Scuoto il polso indolenzito affrettandomi verso il bagno. I vampiri non ricordano quel che accade mentre dormono, non distintamente almeno, o così si dice, ma quando ritornano è come se ricavassero un’impressione generale di chi gli sta intorno e fiutassero l’odore di paure, bugie o tradimenti, perché il male ha un suo colore residuo, e io non voglio che Jean-Claude abbia dei dubbi su di me. Mi sbrigo in fretta e torno a stendermi nel suo letto, quando in un istante il mondo impazzisce.
Jean-Claude mi ghermisce e mi strattona al centro di quella piazza d’armi che è il suo materasso, in un attimo è quasi interamente sopra di me, mi schiaccia col suo peso, quasi soffocandomi tra le lenzuola, gli occhi aperti tuttavia vuoti sono persi sulla mia gola.
Sono atterrito, perché so bene che potrebbe uccidermi in un battito di ciglia in questo momento; è raro, ma accade alle volte che un vampiro reagisca d’istinto ad una minaccia, mentre dorme, è anche questo che li rende amanti pericolosi.
Io non sono una minaccia per Jean-Claude però, ed è così dannatamente presto… Tento di bloccarlo ma la mia forza è nulla confronto alla sua, forse Richard, un Ulfric, avrebbe qualche possibilità, ma Richard non si preoccuperebbe di fargli del male, io invece sì.
Sul comodino c’è uno dei crocifissi di Anita, l’ha scordato qui una volta e lui l’ha tenuto come monito; volendo potrei provare a raggiungerlo e premerglielo contro, ma il mio stomaco, il mio cervello e il mio cuore si ribellano all’idea di ferirlo, e di marchiarlo ulteriormente. Se lo facessi non mi punirebbe nemmeno, anzi capirebbe, ma non posso, proprio non posso e lui si china inesorabilmente verso il mio collo mentre singhiozzo sempre più forte.
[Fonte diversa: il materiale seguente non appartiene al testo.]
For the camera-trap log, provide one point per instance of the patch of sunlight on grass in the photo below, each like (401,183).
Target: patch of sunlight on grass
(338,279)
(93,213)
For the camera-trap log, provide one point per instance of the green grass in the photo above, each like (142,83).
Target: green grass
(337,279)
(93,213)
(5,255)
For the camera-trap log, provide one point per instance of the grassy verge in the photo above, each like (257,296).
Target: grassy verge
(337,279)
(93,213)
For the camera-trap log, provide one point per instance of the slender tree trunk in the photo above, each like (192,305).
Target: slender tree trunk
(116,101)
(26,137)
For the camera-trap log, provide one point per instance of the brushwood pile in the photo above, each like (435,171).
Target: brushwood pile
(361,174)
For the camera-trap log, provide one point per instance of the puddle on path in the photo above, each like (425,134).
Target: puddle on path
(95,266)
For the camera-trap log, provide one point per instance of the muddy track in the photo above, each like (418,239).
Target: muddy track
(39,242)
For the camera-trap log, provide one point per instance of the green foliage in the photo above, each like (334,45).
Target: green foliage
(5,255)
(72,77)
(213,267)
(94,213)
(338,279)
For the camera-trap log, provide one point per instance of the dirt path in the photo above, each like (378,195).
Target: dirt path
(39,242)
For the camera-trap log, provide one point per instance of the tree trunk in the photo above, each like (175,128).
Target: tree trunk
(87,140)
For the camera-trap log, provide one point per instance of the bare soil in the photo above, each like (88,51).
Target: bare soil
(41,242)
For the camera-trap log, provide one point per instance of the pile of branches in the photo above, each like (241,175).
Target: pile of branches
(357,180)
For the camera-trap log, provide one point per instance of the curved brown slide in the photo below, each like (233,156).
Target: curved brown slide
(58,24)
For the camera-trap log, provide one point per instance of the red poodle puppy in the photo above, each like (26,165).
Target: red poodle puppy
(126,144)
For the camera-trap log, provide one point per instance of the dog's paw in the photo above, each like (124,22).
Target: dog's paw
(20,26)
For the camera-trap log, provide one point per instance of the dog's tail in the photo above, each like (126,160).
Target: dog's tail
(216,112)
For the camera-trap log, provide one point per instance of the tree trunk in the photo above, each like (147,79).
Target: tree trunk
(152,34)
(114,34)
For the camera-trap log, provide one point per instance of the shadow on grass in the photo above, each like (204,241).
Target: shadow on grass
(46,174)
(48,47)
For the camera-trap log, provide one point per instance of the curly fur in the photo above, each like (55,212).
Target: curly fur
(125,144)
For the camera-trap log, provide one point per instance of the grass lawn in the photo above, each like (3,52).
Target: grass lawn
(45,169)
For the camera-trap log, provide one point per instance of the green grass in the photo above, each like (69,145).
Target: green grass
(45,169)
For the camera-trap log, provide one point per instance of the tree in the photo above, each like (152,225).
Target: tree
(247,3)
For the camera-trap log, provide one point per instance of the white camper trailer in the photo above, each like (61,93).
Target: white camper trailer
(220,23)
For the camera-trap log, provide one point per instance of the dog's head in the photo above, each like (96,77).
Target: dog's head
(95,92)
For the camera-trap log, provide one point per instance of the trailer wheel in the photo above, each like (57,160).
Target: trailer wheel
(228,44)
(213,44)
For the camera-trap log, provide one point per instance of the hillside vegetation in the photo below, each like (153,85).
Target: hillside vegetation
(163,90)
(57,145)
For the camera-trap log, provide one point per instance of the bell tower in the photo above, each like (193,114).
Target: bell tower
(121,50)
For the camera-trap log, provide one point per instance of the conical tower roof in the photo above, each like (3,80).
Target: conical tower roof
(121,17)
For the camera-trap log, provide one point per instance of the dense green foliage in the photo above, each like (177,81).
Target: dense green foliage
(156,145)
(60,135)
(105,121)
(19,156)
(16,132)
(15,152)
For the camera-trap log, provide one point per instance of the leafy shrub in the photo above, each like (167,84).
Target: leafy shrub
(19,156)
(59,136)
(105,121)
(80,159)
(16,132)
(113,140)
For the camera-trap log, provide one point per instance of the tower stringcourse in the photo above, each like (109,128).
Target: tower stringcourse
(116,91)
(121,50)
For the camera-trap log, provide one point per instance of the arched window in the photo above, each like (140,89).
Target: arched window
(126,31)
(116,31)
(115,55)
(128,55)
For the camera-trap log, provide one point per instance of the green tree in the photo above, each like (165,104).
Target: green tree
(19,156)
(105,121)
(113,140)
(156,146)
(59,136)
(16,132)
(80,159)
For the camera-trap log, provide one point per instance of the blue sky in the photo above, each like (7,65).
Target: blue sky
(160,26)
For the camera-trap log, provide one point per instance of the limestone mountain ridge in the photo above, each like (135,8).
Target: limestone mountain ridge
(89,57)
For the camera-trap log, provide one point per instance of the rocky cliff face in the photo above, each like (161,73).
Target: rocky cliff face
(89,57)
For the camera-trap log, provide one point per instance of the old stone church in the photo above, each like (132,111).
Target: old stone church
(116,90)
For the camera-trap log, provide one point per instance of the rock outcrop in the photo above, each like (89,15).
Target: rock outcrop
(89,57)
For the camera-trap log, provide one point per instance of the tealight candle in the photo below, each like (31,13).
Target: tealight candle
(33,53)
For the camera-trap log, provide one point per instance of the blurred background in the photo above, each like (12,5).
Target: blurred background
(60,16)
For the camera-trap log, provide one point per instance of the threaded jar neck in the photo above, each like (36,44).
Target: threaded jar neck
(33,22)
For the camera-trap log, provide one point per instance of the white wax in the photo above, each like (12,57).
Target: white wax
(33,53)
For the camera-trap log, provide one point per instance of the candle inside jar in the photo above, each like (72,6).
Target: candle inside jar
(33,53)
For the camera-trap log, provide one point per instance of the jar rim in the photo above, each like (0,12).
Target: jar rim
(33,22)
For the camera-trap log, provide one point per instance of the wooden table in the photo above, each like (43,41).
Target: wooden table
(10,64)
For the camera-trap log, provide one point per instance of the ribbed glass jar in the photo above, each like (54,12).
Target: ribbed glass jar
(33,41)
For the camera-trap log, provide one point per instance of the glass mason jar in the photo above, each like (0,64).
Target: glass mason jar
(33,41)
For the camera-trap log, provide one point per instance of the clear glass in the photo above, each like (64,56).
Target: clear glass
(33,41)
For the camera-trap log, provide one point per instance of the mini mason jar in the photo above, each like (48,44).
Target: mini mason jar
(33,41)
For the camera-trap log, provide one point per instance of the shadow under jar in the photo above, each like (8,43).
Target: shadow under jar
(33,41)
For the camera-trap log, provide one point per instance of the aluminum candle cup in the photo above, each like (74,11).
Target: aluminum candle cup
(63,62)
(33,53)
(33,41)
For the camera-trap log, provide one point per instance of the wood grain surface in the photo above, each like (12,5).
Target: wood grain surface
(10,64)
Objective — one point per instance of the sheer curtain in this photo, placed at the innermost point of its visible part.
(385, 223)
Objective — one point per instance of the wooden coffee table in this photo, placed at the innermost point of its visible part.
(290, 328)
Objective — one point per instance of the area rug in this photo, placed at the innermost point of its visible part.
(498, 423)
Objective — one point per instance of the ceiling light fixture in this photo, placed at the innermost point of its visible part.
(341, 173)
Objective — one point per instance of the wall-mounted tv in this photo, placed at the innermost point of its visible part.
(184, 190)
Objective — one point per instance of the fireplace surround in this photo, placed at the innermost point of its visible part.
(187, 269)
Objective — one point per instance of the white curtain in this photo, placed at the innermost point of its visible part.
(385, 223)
“Jean-Claude sono io Jason… ti prego… sono Jason, sono Jason…” balbetto cercando nuovamente di indurlo a riconoscermi, ma stavolta il mio tentativo fallisce e lui continua ad avvicinansi mentre con le mani mi immobilizza i polsi sopra la testa.
So che sarebbe inutile divincolarmi quindi resto immobile anche quando le lacrime mi pungono gli occhi, insistenti, e mi mordo le labbra per resistere. La cosa più assurda è che sono disposto a morire per lui, ma non così, in un modo tanto stupido ed inutile. Un rantolo mi sfugge quando la sua bocca si appoggia alla mia vena che pulsa impazzita. La lingua mi lambisce e io rabbrividisco consapevole che quando affonderà i denti non ci sarà la coscienza ad impedirgli di svuotarmi di tutto il mio sangue.
Un istante, due, tre, eppure nulla: mentre il tempo scorre mi rendo conto che non sta mordendo, che non ha intenzione di farlo, semplicemente si assesta meglio sopra di me, il suo freddo contro il mio bollore, e poco dopo anche le mie mani sono libere.
Tentativamente sollevo un braccio e lo poso sulla sua spalla, resta immobile e io inizio ad accarezzargliela. Se non sapessi che è impossibile giurerei di aver percepito un sospiro. La sua bocca ascolta la mia vita che scorre e tutto è calma e pace.